Max is at a crossroads in his life. After coming to terms with the surprise ending of his marriage he has burnt himself out in an attempt to heal his broken heart. Too many one night stands and a near miss, fatal attraction episode has prompted him to take stock and re-evaluate where he goes from here. A spur of the moment decision, leads to a break in the Loire for Christmas where he plans to forget the past, recharge his batteries and make a fresh start in the New Year.
Lily and the Octopus by Steven Rowley (99p)
Companions come in all shapes and sizes.
Companionship lasts forever.
Ted + Lily
Enjoy long walks.
Watch films together.
Have been known to share a pizza.
Love each other fiercely.
Have been inseparable for 12 years.
But there is one more twist to come in this tail …
A January Killing by Paul Toolan (99p)
January, white frost, a pitch-black orchard.
The ancient ritual of ‘Wassailing’ begins with a torchlight procession and ends with shotguns being fired into the trees, to scare off ‘evil spirits’ and revive the apple blossom.
But not every shotgun fires blanks, and next day a dead body has blossomed in the orchard.
What is the killer’s motive? Why this victim?
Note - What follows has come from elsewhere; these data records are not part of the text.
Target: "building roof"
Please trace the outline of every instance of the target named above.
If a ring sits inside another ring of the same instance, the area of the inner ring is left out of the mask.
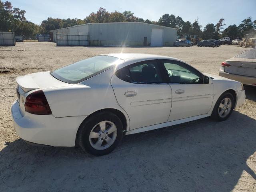
[[[171,28],[171,29],[176,29],[176,30],[178,30],[178,29],[176,28],[173,28],[172,27],[166,27],[165,26],[162,26],[162,25],[156,25],[154,24],[150,24],[149,23],[144,23],[142,22],[111,22],[111,23],[86,23],[85,24],[82,24],[82,25],[75,25],[74,26],[72,26],[72,27],[66,27],[65,28],[61,28],[60,29],[67,29],[67,28],[72,28],[73,27],[78,27],[78,26],[83,26],[84,25],[96,25],[96,24],[128,24],[128,23],[136,23],[136,24],[146,24],[146,25],[153,25],[153,26],[157,26],[158,27],[162,27],[162,28]],[[58,30],[58,29],[55,29],[55,30],[52,30],[50,31],[54,31],[56,30]]]
[[[117,57],[124,60],[127,60],[130,59],[173,59],[175,60],[180,60],[176,58],[163,56],[162,55],[154,55],[153,54],[147,54],[143,53],[110,53],[107,54],[102,54],[103,55],[107,55],[112,57]]]

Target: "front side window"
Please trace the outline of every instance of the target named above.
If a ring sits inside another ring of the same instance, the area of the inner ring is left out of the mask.
[[[122,63],[124,60],[118,58],[100,55],[78,61],[51,72],[56,79],[68,83],[81,82]]]
[[[131,83],[157,83],[163,82],[160,71],[157,61],[148,60],[122,68],[116,72],[116,75]]]
[[[169,82],[171,83],[202,83],[201,74],[186,64],[178,61],[164,61],[164,66],[167,71]]]

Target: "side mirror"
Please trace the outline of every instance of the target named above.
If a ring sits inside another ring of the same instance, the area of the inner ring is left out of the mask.
[[[204,76],[204,84],[209,84],[209,77],[205,75]]]

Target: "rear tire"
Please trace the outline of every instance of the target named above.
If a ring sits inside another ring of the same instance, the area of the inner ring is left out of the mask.
[[[91,154],[106,155],[117,146],[122,138],[123,130],[122,121],[116,114],[110,112],[101,112],[82,123],[78,143],[83,150]]]
[[[224,121],[230,116],[234,107],[234,100],[231,93],[222,94],[216,102],[212,117],[219,121]]]

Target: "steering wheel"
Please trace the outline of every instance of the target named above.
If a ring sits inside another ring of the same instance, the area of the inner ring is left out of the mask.
[[[197,78],[196,79],[193,79],[191,80],[191,82],[198,82],[198,80],[199,79],[198,78]]]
And who is sending anonymous letters to the villagers of Stockton Marsh, where Detective Inspector Batten’s own Sergeant lives?
Winter closes in, but murder does not stop with the dead – it tunnels into the living too, as Batten and Sergeant Ball discover. Will their own endangered lives and relationships ever be quite the same?
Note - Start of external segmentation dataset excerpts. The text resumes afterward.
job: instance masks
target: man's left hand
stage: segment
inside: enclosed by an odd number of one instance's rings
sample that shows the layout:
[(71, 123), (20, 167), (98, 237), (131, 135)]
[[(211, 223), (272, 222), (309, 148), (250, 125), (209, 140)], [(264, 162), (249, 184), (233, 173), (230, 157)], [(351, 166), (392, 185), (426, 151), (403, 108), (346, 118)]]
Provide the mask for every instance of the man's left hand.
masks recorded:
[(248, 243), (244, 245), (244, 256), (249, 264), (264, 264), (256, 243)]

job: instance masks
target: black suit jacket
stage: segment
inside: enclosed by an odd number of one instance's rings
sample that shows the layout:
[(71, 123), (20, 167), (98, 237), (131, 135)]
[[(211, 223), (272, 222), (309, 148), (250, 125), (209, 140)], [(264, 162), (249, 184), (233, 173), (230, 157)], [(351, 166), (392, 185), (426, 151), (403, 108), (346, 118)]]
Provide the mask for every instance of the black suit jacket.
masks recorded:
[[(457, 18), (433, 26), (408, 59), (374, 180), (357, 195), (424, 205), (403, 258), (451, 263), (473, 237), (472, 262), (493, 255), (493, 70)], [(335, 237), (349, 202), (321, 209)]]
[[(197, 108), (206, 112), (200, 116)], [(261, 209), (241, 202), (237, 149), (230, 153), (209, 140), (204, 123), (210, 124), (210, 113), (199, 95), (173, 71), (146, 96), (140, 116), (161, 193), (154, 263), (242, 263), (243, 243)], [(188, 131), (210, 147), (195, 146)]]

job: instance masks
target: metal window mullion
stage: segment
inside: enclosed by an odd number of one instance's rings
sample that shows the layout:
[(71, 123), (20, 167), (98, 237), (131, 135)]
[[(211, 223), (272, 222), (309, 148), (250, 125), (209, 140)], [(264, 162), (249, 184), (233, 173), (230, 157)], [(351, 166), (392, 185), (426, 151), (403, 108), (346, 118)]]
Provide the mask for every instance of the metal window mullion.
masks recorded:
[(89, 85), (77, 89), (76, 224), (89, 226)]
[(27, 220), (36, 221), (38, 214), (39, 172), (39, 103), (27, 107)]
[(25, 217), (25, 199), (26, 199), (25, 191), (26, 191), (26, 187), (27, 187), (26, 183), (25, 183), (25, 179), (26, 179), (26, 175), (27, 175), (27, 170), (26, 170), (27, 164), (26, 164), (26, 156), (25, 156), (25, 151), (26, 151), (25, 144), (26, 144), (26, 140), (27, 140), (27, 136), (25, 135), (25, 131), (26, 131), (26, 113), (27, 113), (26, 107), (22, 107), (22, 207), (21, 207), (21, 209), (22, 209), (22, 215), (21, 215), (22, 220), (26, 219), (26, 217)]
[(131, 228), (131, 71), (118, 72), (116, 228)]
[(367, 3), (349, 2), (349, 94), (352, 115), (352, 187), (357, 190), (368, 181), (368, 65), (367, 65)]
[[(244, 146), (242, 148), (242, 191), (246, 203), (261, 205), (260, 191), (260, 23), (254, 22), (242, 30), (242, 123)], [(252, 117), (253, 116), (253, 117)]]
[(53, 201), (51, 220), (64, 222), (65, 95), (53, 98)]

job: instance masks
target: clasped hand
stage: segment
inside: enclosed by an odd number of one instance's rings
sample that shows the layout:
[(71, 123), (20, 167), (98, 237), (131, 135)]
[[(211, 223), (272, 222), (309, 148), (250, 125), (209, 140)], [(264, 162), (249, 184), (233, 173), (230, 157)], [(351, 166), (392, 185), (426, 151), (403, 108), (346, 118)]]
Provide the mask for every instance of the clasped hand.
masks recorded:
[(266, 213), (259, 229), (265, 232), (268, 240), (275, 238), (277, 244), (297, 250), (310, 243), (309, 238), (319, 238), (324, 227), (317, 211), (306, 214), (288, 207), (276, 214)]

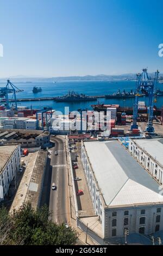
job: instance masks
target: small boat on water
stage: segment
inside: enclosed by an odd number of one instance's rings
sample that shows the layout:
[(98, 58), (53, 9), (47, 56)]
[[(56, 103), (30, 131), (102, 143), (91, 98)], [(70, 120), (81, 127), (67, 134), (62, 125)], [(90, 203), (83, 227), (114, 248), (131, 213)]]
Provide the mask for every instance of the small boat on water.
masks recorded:
[(34, 86), (32, 91), (34, 93), (40, 93), (40, 92), (42, 92), (42, 89), (41, 87), (36, 87), (36, 86)]
[(68, 93), (65, 95), (54, 97), (54, 100), (57, 102), (87, 101), (97, 100), (97, 97), (87, 96), (83, 94), (79, 94), (74, 92), (69, 92)]
[[(128, 99), (134, 97), (136, 95), (136, 93), (131, 90), (131, 92), (126, 92), (123, 90), (123, 92), (121, 93), (119, 89), (117, 93), (113, 93), (112, 94), (108, 94), (105, 95), (106, 99)], [(145, 94), (139, 95), (139, 97), (142, 97)]]

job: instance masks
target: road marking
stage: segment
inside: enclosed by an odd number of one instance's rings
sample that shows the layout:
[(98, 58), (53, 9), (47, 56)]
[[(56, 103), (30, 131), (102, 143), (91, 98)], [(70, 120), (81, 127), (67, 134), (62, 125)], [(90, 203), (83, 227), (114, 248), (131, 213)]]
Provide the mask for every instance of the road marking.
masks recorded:
[(54, 164), (52, 165), (53, 167), (54, 168), (65, 168), (66, 167), (66, 164), (58, 164), (58, 163), (54, 163)]

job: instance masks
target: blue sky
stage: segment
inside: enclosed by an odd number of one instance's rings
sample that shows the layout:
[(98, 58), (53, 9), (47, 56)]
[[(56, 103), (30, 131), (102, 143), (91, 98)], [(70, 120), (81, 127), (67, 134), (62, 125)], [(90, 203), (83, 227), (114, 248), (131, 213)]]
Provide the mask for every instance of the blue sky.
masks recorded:
[(162, 0), (0, 0), (0, 78), (163, 72)]

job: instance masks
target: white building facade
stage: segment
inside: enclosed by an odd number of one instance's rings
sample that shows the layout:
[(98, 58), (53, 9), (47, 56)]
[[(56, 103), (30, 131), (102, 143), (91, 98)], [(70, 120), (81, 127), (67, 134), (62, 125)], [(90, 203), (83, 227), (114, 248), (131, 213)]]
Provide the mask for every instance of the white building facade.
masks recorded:
[(104, 239), (163, 230), (159, 184), (117, 141), (82, 142), (82, 160)]
[(16, 179), (20, 163), (20, 145), (0, 147), (0, 202), (8, 194), (12, 180)]
[(129, 139), (129, 150), (160, 185), (163, 184), (163, 138)]

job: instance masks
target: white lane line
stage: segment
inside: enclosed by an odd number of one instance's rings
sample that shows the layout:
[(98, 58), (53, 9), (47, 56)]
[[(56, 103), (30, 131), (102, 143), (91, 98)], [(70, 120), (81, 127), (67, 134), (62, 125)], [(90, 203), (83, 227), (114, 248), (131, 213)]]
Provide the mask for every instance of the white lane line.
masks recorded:
[(54, 168), (63, 168), (63, 167), (66, 167), (66, 165), (64, 164), (58, 164), (58, 163), (54, 163), (54, 164), (52, 165), (52, 167)]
As snow descends, the police make ready. Until another body is found…
Paul Simon Lyrics 1964-2011 (50p in The Works)
Couldn’t resist this bargain when I saw it. Went to see the great man himself last November and one of the best concerts ever. His music that has accompanied me throughout my life and he’s still producing albums worthy of listening too.
The Baggy Trousered Misanthropist by Kelly Welles
Having suffered a traumatic childhood in which her parents deprived her of the fifteen to twenty books per week she required to sustain herself, at age seven Kelly Welles punished them by stealing reading material from their grown-up shelves. If her parents had been nuclear physicists, for example, or archaeologists, this act might have resulted in a precocity that ended with her being battered to death before puberty.
Unfortunately (or perhaps fortunately, given the alternate scenario outlined above), her father was too busy with engines to read a great deal and her mother was fascinated with true-crime and serial murders. The impact of such books on a malleable, childish psyche cannot be underestimated, but happily for British society she utilised the books she found to learn new words and to date has not exhibited any behaviour that has drawn attention from law enforcement agencies. Not that she’s prepared to discuss, anyway.
The baggytrouseredmisanthropist blog aggregates the musings of this ex-skater/riot grrl with a fondness for sport, politics, feminism, bad television and Robert Tressell’s famous book. With five years worth of content weighing down the internets and little to no interest in her astonishing debut novel ‘The Fear’, she decided to petulantly self-publish her essays as a fuck you to the publishing industry. Which will no doubt have them clamouring for her signature.
When she’s not starting passive aggressive rows with oblivious global industries, she writes hilarious observations about footballers for thefootballramble.com, unusualefforts.com and pretty much anyone who’ll pay her.